X-ray and extreme ultraviolet (EUV) emissions from stars are known to drive heating and chemical reactions in planetary atmospheres and protoplanetary disks. Understanding a stellar XUV spectrum is therefore essential for modeling the thermochemical structure and dissipative process of the surrounding planets and protoplanetary disks. However, direct measurement of the XUV spectrum is challenging due to the strong interstellar absorption of EUV photons, which constitutes a significant part of XUV. To address this, several methods have been proposed to estimate EUV spectrum using empirical correlations with observable quantities. These methods, however, are not based on physical principles and can lead to errors exceeding an order of magnitude. Consequently, there is a demand for a new XUV estimation method based on physical reasoning rather than empirical approaches.
In this study, we propose a new estimation method for XUV radiation based on the Differential Emission Measure (DEM), a physical quantity representing radiation intensity at various temperatures. While DEM, a function of temperature, can be observationally constrained within limited temperature ranges, it is impossible to observe across all temperature ranges causing EUV radiation. To address this, we calculate DEM using numerical simulations. This requires quantitatively solving the stellar atmospheric formation, particularly the coronal heating problem. Although this is known to require extensive computational resources, we have resolved this issue by successfully incorporating the heating process phenomenologically into a computationally efficient one-dimensional magnetohydrodynamic (MHD) model.

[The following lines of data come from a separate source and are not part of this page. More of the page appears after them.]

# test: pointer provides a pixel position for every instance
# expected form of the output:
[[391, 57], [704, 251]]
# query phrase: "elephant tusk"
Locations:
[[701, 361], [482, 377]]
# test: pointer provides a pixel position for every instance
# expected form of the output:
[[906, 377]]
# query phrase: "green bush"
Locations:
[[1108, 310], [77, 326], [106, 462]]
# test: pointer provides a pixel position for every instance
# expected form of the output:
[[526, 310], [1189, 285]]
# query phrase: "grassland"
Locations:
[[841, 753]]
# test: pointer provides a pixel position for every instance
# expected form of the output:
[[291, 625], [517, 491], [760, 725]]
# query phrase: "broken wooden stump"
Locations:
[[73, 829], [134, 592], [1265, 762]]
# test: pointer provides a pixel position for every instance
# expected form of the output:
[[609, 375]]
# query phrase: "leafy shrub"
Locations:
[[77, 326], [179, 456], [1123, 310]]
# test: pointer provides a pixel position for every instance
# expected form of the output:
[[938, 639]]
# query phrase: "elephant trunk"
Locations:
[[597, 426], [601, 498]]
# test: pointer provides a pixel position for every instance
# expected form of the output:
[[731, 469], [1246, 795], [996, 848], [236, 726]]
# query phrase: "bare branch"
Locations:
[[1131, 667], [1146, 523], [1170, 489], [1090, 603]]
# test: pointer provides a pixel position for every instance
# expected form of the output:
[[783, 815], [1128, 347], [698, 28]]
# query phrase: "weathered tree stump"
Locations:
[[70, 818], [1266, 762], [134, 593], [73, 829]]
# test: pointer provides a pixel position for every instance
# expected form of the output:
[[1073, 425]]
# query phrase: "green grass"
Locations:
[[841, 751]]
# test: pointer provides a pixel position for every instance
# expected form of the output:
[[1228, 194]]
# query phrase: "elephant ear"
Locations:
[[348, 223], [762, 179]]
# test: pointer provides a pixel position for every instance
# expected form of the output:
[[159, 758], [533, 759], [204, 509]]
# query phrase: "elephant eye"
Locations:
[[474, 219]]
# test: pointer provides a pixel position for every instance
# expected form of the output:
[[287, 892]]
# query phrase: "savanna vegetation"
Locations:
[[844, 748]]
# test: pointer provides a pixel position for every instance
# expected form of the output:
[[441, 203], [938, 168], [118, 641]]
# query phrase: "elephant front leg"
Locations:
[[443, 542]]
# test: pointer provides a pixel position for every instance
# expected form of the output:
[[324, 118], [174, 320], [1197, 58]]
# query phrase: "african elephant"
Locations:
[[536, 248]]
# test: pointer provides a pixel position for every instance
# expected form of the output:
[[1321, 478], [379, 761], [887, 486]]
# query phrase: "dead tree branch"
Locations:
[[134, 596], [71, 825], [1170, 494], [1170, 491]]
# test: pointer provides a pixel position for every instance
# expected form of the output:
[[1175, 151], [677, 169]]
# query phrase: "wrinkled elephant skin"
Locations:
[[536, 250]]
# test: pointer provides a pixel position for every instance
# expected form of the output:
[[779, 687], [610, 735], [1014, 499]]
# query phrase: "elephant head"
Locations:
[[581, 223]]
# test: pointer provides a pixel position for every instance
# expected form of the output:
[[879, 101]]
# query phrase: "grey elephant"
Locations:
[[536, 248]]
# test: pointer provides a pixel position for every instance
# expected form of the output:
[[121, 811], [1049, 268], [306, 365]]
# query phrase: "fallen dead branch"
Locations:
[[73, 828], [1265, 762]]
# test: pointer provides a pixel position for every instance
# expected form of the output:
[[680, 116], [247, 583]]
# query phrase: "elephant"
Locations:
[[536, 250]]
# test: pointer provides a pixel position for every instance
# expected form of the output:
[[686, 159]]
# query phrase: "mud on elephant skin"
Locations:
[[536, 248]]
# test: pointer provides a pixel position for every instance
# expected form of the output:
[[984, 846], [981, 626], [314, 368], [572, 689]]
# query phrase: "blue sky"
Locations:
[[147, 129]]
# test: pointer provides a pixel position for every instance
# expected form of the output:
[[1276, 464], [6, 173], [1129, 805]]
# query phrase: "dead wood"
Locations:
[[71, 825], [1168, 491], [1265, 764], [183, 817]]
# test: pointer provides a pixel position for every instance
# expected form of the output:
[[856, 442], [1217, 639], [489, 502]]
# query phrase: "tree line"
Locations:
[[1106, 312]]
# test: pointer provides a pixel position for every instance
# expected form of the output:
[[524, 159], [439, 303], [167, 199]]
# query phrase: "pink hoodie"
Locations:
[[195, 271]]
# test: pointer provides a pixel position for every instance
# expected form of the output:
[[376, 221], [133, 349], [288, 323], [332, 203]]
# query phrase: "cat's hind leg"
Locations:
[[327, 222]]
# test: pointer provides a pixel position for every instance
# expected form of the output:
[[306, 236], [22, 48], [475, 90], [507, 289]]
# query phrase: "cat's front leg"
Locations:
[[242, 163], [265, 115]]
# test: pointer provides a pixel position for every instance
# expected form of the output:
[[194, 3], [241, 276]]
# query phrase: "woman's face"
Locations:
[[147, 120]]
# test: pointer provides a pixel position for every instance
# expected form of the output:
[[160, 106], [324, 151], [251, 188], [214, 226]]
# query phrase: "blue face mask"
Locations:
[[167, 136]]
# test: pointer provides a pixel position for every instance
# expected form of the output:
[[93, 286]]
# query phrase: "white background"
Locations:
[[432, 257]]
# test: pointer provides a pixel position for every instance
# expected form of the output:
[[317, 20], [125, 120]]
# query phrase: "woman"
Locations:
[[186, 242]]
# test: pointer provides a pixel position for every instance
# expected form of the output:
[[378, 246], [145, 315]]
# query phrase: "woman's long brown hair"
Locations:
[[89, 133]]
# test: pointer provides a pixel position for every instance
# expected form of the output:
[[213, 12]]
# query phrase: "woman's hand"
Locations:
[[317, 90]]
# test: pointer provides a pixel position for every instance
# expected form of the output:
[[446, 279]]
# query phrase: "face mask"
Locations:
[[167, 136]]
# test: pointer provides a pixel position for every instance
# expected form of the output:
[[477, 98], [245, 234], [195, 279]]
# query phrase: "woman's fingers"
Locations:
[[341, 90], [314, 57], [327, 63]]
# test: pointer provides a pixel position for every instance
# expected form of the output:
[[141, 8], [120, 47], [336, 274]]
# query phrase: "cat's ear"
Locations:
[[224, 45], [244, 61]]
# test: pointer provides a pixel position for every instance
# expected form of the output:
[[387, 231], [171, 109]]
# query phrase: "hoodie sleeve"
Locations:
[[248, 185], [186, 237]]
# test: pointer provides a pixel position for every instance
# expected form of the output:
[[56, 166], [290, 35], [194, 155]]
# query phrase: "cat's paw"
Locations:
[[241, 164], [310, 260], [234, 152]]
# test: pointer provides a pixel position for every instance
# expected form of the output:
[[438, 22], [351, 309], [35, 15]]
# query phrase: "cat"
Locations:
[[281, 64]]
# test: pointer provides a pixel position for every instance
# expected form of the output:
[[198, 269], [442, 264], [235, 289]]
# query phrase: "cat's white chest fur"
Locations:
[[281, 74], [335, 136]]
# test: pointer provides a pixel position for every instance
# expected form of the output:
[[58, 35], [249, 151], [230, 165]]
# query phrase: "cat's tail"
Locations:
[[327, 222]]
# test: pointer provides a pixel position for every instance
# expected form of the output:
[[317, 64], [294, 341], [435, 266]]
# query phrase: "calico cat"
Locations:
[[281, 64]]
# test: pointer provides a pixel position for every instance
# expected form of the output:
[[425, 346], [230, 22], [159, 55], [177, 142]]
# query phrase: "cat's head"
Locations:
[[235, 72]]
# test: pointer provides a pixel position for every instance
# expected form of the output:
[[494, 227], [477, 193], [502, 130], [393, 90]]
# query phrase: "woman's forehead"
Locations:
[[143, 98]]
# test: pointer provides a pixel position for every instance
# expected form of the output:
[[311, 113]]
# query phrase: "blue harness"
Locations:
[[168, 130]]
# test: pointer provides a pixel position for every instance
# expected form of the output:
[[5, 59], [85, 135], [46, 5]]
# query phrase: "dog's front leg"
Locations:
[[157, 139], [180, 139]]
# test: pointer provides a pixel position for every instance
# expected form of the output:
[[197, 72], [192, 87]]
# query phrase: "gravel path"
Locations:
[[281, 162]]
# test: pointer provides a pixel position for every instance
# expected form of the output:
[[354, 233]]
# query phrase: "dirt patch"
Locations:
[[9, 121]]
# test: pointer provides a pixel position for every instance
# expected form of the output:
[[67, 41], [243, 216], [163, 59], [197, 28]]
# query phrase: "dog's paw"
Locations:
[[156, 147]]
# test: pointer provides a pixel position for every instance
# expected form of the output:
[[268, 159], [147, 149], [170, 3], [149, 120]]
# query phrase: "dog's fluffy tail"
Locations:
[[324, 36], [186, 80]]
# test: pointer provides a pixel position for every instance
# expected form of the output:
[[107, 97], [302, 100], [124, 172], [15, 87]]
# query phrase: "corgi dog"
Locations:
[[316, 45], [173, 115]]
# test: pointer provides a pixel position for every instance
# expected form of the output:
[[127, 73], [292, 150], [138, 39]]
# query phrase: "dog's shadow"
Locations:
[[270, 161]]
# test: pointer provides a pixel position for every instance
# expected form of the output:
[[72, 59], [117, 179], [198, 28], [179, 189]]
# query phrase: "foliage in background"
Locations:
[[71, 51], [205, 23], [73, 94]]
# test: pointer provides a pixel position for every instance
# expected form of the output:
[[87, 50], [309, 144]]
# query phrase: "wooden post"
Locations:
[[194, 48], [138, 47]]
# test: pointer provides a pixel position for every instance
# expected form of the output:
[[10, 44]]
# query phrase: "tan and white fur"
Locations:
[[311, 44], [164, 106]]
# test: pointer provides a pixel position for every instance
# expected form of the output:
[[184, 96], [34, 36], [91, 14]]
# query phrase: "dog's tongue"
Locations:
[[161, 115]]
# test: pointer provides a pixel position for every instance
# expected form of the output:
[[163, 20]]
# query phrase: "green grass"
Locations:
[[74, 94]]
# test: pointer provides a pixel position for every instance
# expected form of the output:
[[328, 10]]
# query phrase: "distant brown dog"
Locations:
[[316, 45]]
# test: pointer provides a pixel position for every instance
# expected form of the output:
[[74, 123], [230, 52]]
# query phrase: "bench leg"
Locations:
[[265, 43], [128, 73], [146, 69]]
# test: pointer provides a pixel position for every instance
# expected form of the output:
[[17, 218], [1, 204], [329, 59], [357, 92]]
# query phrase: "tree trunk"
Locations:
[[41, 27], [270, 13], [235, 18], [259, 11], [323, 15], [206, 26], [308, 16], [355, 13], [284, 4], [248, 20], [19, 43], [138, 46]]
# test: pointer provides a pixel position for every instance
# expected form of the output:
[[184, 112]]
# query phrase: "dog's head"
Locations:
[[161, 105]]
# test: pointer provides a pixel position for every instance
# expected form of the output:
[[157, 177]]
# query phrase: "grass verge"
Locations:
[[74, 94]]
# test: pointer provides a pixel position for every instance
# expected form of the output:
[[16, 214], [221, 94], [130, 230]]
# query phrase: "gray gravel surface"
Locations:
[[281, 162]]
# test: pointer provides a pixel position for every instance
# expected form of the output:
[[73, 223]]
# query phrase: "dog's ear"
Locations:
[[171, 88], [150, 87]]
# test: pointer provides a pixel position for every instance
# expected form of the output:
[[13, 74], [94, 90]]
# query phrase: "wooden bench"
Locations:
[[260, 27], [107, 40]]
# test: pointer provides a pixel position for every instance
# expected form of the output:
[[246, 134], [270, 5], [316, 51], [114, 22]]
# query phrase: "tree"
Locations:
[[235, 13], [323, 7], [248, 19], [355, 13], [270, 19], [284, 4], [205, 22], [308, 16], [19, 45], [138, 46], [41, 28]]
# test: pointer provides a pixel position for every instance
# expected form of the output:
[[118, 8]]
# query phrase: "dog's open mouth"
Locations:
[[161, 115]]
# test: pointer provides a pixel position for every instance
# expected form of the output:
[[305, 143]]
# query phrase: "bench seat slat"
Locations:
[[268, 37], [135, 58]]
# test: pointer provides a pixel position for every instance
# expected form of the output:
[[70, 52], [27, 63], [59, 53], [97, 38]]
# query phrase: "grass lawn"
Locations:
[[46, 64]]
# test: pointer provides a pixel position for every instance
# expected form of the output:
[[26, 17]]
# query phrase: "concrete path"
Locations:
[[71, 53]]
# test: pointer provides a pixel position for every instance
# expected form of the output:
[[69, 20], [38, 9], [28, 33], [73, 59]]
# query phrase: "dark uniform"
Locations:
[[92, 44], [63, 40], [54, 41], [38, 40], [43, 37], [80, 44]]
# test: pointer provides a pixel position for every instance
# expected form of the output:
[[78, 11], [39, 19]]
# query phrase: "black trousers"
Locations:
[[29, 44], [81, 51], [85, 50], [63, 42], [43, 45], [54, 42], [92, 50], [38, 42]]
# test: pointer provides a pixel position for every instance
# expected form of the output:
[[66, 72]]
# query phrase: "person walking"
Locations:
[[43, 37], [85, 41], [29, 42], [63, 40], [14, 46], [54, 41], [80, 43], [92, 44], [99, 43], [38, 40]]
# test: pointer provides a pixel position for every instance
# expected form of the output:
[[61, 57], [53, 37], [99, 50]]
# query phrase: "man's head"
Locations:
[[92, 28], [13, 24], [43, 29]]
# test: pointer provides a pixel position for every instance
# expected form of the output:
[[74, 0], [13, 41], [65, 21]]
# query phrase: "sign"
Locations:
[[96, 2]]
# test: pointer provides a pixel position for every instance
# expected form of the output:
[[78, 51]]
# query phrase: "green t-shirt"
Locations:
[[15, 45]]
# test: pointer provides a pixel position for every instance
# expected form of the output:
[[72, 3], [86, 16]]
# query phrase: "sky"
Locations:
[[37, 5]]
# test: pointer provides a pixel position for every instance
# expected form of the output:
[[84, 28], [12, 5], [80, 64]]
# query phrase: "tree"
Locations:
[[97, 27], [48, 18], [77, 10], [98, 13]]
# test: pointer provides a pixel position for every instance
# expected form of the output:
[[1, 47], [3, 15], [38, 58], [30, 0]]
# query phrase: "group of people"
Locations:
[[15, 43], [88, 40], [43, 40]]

We demonstrate that the solar XUV spectrum can be accurately reproduced using a DEM calculated from the MHD model. A key advantage of our model is its reliance solely on magnetic flux as an input parameter, making it applicable to any low-mass star with measured magnetic flux. We applied the model to young solar-type stars, confirming its validity even for stars with magnetic flux over 100 times that of the Sun. Additionally, we extended our calculations to pre-main-sequence stars, showing that the model reproduces the typical X-ray luminosity. These results indicate that our method for estimating XUV emissions through numerical simulations is feasible from the pre-main-sequence to the main-sequence stage.